I'll never understand how Siracusa fell for the trap. The 2006 era was good hardware, the enclosure made it easy to expand, and it had Bootcamp to run Windows with no penalty. Every subsequent model fell off hard in some aspect and was so infrequently updated you were buying overpriced obsolete hardware most of the time.

This marks the end of an era. Apple now only sells disposable computers you can't repair or expand. Apple applied the iPhone Enshittification model to Desktop Computing.


It's amazing the cylinder and the updated cheesegrater were like Thunderbolt monsters and PCIe monsters. But they were like 3 years too late!


@Leo - Talking about taste… You know the funny thing is that they made the Studio with a completely uninteresting design, but went hog wild on the Mac Pro with some avant garde shit. Totally opposite of what made sense.

The Studio would have been the perfect excuse to do one of their special designs. Could have been a perfect cube, like the G4 Cube. Or it could have been a downsized mini version of the 2019 Mac Pro enclosure, with the fancy 3D grate. Instead it’s like 2.5 Mac minis stacked up. Just no fanfare in the thing.

———

As for the 2013 Mac Pro, it’s actually a great machine. I have one in my Mac collection, and I admire it all the time. At the time, I derided it, and I apologize.

However it was incredibly stupid on the part of Apple to market that as a replacement for the tower. Had they called the 2013 Mac Pro the “Mac Studio,” it would have made more sense. They could have left a sole tower model in the old enclosure and just updated the Xeon chip once a year along side it, and no one would have said a thing.
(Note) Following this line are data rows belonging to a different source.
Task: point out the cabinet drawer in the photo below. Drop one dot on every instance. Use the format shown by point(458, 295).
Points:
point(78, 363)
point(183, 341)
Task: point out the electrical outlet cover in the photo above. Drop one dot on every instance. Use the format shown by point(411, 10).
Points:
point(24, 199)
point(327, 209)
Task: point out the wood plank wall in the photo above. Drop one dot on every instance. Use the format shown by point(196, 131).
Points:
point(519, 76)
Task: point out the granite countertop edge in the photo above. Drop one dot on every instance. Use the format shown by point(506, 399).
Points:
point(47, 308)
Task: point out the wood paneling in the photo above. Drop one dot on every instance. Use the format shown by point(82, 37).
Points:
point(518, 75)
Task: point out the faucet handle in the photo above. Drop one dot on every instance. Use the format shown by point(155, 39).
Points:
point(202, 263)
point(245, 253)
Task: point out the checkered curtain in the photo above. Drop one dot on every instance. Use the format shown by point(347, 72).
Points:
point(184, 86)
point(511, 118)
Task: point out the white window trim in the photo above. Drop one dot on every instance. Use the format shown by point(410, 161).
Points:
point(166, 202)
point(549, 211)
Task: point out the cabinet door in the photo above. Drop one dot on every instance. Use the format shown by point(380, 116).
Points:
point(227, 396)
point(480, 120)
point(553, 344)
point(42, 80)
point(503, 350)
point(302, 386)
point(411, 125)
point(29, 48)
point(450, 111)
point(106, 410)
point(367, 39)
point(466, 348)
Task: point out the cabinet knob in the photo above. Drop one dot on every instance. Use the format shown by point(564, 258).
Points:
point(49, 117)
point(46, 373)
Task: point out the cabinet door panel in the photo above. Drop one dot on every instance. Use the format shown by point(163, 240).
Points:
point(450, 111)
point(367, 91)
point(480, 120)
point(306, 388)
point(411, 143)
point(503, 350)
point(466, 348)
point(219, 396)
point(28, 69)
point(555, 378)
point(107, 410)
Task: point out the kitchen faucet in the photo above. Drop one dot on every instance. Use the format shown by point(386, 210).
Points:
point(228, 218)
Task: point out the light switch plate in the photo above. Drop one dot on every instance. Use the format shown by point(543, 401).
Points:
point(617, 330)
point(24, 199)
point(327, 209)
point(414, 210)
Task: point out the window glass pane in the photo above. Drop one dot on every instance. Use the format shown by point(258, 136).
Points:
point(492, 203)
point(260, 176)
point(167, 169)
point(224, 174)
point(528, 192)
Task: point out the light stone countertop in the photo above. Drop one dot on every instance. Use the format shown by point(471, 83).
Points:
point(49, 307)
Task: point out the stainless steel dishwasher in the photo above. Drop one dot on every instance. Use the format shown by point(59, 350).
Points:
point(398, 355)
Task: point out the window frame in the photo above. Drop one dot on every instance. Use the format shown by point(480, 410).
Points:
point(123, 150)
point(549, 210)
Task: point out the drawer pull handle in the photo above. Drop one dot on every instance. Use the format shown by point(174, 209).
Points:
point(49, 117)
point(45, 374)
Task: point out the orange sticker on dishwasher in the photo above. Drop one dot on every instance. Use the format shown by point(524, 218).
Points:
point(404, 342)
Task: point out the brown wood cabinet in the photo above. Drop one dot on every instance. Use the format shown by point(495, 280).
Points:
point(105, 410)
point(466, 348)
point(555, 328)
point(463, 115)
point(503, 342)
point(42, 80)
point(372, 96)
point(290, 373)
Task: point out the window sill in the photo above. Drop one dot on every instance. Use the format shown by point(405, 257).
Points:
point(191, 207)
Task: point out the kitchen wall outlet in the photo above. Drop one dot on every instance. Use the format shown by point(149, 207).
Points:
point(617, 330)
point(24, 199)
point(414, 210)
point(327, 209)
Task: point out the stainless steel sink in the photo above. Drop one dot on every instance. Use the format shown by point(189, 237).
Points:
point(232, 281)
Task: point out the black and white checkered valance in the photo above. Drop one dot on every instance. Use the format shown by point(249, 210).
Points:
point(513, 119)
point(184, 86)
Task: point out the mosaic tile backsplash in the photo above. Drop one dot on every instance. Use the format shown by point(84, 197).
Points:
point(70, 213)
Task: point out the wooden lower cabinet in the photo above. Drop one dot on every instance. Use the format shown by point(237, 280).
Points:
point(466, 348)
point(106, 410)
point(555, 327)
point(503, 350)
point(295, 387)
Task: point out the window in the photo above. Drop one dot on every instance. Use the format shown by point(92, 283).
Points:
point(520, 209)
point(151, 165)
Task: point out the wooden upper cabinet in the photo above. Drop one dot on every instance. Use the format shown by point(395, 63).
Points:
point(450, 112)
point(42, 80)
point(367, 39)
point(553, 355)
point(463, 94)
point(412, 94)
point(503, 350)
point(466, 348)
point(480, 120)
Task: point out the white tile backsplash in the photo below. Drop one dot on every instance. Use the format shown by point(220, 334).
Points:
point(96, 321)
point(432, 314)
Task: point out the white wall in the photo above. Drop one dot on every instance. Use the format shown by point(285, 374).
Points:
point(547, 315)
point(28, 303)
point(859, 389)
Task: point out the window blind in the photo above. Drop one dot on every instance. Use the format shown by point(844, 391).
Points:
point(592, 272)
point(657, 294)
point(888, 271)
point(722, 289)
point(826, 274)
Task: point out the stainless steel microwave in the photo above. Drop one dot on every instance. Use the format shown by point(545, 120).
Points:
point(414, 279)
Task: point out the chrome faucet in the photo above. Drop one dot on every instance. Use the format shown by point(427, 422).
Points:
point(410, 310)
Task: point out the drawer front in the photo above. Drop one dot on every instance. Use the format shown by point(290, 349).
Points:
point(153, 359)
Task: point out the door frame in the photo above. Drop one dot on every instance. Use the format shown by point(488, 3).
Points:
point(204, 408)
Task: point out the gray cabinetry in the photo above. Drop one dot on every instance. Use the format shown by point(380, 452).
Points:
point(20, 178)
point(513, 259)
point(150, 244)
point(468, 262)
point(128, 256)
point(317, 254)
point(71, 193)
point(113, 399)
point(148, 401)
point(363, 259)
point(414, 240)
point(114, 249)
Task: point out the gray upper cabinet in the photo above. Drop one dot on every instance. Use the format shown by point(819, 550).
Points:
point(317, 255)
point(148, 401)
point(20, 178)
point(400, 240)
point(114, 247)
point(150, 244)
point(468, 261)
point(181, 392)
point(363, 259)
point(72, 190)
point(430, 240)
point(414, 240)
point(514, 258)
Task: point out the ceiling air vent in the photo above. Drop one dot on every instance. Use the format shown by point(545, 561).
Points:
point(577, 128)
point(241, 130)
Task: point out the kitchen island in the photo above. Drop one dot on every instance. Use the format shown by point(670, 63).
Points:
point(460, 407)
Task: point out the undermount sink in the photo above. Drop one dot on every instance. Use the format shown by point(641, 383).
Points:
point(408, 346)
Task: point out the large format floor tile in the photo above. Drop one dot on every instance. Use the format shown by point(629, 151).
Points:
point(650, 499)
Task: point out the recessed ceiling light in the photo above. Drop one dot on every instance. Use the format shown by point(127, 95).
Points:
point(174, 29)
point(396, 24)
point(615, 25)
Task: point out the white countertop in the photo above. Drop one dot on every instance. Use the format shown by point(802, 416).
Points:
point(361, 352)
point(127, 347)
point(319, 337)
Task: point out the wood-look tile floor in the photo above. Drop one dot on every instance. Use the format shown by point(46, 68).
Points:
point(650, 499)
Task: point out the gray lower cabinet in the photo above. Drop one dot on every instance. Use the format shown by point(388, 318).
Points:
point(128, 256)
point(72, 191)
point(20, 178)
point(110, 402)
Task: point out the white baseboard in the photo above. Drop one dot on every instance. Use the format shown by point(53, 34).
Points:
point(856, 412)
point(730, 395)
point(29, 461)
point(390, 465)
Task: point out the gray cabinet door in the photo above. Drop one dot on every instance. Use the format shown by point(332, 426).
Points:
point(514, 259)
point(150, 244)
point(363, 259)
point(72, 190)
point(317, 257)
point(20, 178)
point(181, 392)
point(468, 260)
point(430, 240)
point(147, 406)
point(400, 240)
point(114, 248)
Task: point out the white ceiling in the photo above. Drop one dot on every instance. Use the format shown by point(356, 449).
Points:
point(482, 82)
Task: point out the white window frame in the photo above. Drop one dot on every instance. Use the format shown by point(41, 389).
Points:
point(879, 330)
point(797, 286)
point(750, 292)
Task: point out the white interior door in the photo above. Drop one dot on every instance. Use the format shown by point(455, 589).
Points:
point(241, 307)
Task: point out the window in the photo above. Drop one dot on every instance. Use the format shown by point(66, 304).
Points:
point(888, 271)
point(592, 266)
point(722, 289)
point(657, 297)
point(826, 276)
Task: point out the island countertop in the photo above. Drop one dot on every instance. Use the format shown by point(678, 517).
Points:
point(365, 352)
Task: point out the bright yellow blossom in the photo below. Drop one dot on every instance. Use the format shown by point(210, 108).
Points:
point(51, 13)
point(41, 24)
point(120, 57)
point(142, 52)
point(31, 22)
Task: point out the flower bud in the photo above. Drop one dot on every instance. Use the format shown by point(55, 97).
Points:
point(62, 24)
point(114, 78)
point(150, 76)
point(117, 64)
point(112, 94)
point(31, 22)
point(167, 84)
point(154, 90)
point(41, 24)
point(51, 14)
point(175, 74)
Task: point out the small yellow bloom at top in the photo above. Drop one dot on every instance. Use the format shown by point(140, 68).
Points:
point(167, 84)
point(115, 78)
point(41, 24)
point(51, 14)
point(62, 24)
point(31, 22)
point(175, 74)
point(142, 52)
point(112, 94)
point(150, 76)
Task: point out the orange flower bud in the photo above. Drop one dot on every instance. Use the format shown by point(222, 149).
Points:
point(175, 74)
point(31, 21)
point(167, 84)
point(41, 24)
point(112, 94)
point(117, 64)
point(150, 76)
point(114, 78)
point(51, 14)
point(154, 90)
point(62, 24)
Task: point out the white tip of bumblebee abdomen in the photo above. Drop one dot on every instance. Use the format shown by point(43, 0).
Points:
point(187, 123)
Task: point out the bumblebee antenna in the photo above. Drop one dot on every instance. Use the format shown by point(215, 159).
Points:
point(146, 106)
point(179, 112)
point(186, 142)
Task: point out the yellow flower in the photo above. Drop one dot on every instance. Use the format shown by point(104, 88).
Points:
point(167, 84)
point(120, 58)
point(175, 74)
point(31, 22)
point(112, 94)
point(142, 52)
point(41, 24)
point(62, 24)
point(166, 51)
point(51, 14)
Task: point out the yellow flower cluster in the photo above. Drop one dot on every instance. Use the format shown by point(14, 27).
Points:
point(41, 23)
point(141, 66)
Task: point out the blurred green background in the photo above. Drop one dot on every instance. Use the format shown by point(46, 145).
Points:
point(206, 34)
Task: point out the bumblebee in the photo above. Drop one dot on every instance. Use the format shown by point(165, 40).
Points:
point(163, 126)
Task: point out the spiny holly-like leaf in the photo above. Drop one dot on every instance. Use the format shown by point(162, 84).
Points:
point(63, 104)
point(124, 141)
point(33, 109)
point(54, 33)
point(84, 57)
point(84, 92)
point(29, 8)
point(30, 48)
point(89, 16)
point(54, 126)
It's curious to blame future CEO John Ternus because wasn't it him who introduced the 2019 Mac Pro?


The 2013 Mac Pro was the same mistake made with the G4 Cube - a belief that people place a value on compactness in desktop computing.

Like the G4 Cube, it cooked its internal components, because Apple is actually not good at thermal design.

Fundamentally, what Apple is about is ensuring that computers can't be upgraded, no more decade-lasting workstations; that is the company's entire trajectory. Every Mac is an iPad now. Disposable, you buy it in its only ever configuration, all the money goes to Apple, and if you need more than you have, be it memory, or storage, or ability to support a certain number of displays, you eWaste the existing machine, and buy another.

You also never get comfortable with a software setup, because the forced upgrade train is coming, you'll be forever trying to walk on shifting sands, until the Grand Strategy is revealed, and everything, is just a subscription service, hardware, software, and content.

There is one thing I'm definitely sure it's time to move on from, and that's providing financial support to anything Snell is involved in.